Tsai L-H, Wu J-Y, Cheng Y-W, Chen C-Y, Sheu G-T, Wu T-C, Lee H
Institute of Medicine, Chung Shan Medical University, Taichung, Taiwan.
Department of Surgery, Buddhist Tzu Chi General Hospital, Taichung Branch, and College of Medicine, Tzu Chi University, Hualien, Taiwan.
Oncogene. 2015 Mar 26;34(13):1641-9. doi: 10.1038/onc.2014.118. Epub 2014 May 5.
Liver kinase B1 (LKB1) loss in lung adenocarcinoma is commonly caused by genetic mutations, but these mutations rarely occur in Asian patients. We recently reported wild-type LKB1 loss via the alteration of NKX2-1/p53-axis-promoted tumor aggressiveness and predicted poor outcomes in cases of lung adenocarcinoma. The mechanistic action of wild-type LKB1 loss within tumor progression remains unknown. The suppression of MYC by LKB1 controls epithelial organization; therefore, we hypothesize that MYC expression can be increased via wild-type LKB1 loss and promotes tumor progression.

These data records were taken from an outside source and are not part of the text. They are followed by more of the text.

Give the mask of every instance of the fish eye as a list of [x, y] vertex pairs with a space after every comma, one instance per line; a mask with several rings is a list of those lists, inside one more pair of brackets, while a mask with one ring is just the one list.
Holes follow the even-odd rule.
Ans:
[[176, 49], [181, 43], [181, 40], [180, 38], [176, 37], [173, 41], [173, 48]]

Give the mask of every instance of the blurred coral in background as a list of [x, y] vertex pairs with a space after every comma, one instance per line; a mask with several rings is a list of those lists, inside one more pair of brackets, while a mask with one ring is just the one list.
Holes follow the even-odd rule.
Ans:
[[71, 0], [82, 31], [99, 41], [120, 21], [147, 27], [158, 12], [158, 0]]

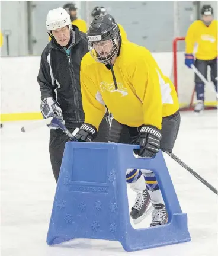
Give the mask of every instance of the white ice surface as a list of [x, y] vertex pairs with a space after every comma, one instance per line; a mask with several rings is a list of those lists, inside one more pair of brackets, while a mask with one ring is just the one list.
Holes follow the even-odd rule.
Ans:
[[[25, 122], [4, 124], [1, 133], [2, 256], [200, 256], [217, 255], [217, 196], [178, 165], [165, 159], [191, 242], [127, 252], [118, 242], [75, 239], [49, 247], [46, 242], [56, 183], [49, 154], [49, 129], [30, 133]], [[217, 188], [217, 116], [214, 110], [182, 113], [174, 153]], [[130, 206], [135, 194], [129, 190]], [[148, 225], [150, 216], [138, 225]]]

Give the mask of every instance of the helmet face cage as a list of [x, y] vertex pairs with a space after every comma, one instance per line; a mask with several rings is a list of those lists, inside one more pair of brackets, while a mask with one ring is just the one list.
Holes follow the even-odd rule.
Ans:
[[117, 55], [119, 50], [120, 33], [117, 31], [113, 37], [101, 40], [101, 36], [88, 36], [88, 46], [92, 57], [98, 62], [109, 64]]
[[201, 15], [213, 15], [213, 10], [210, 5], [204, 5], [202, 8]]

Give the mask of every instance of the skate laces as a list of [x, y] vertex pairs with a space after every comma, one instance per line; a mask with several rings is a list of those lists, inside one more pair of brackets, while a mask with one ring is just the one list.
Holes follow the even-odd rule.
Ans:
[[163, 208], [160, 210], [155, 209], [152, 213], [152, 223], [162, 223], [164, 222], [166, 217], [166, 209]]
[[147, 194], [146, 193], [143, 192], [142, 193], [137, 193], [136, 199], [136, 203], [133, 206], [133, 208], [139, 210], [141, 210], [146, 199]]

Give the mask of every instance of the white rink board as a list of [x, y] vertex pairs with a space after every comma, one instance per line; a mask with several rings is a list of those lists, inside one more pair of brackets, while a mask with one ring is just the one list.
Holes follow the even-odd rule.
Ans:
[[[172, 53], [155, 53], [155, 58], [166, 75], [172, 69]], [[1, 113], [39, 112], [41, 103], [37, 77], [40, 57], [1, 59]]]

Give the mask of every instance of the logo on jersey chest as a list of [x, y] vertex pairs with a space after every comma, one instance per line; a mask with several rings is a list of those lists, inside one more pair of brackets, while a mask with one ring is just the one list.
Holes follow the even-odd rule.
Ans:
[[122, 96], [128, 95], [127, 89], [125, 88], [122, 83], [117, 83], [117, 89], [115, 89], [114, 83], [108, 84], [105, 81], [100, 82], [100, 88], [102, 92], [107, 91], [111, 93], [119, 92]]

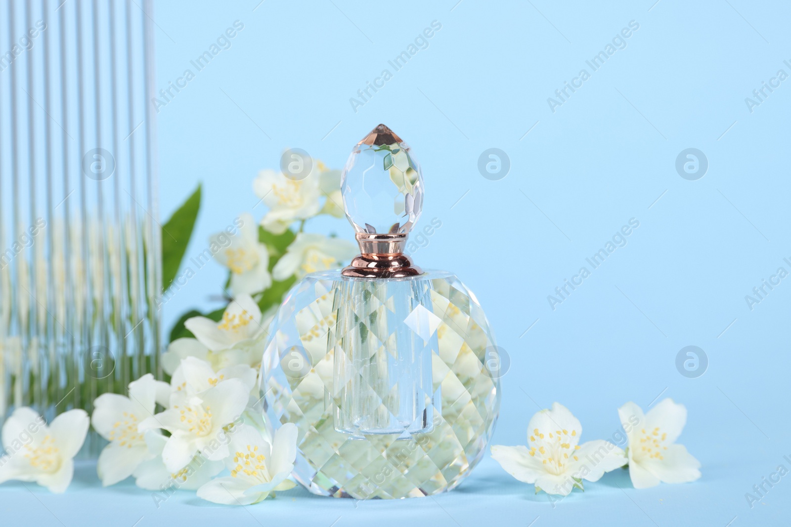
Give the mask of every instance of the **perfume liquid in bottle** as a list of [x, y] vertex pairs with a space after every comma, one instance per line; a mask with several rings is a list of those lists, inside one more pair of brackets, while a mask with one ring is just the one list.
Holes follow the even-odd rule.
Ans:
[[360, 254], [286, 295], [262, 362], [265, 418], [299, 429], [294, 474], [312, 492], [406, 498], [448, 491], [480, 461], [497, 420], [494, 337], [454, 275], [403, 254], [420, 167], [389, 128], [353, 149], [341, 184]]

Here, MYC transcription is upregulated by LKB1-loss-mediated MZF1 expression. The wild-type LKB1-loss-mediated MZF1/MYC axis is responsible for soft-agar growth, migration and invasion in lung adenocarcinoma cells. Moreover, wild-type LKB1 loss-induced cell invasiveness was markedly suppressed by MYC inhibitors (10058-F4 and JQ1). Patients with low-LKB1/high-MZF1 or low-LKB1/high-MYC tumors have shorter overall survival and relapse-free-survival periods than patients with high-LKB1/low-MZF1 or high-LKB1/low-MYC tumors. In summary, MZF1-mediated MYC expression may promote tumor progression, resulting in poor outcomes in cases of lung adenocarcinoma with low-wild-type-LKB1 tumors.
肺腺癌中肝激酶B1(LKB1)缺失通常由基因突变引起,但这些突变在亚洲患者中很少发生。我们最近报道了通过NKX2-1/p53轴改变导致野生型LKB1缺失,从而促进肿瘤侵袭,并预测肺腺癌患者预后不良。野生型LKB1缺失在肿瘤进展中的作用机制尚不清楚。LKB1对MYC的抑制作用控制上皮组织;因此,我们假设野生型LKB1缺失可增加MYC表达并促进肿瘤进展。在此,MYC转录通过LKB1缺失介导的MZF1表达上调。野生型LKB1缺失介导的MZF1/MYC轴负责肺腺癌细胞在软琼脂中的生长、迁移和侵袭。此外,MYC抑制剂(10058-F4和JQ1)可显著抑制野生型LKB1缺失诱导的细胞侵袭。与高LKB1/低MZF1或高LKB1/低MYC肿瘤患者相比,低LKB1/高MZF1或低LKB1/高MYC肿瘤患者的总生存期和无复发生存期更短。总之,MZF1介导的MYC表达可能促进肿瘤进展,导致野生型LKB1低表达的肺腺癌患者预后不良。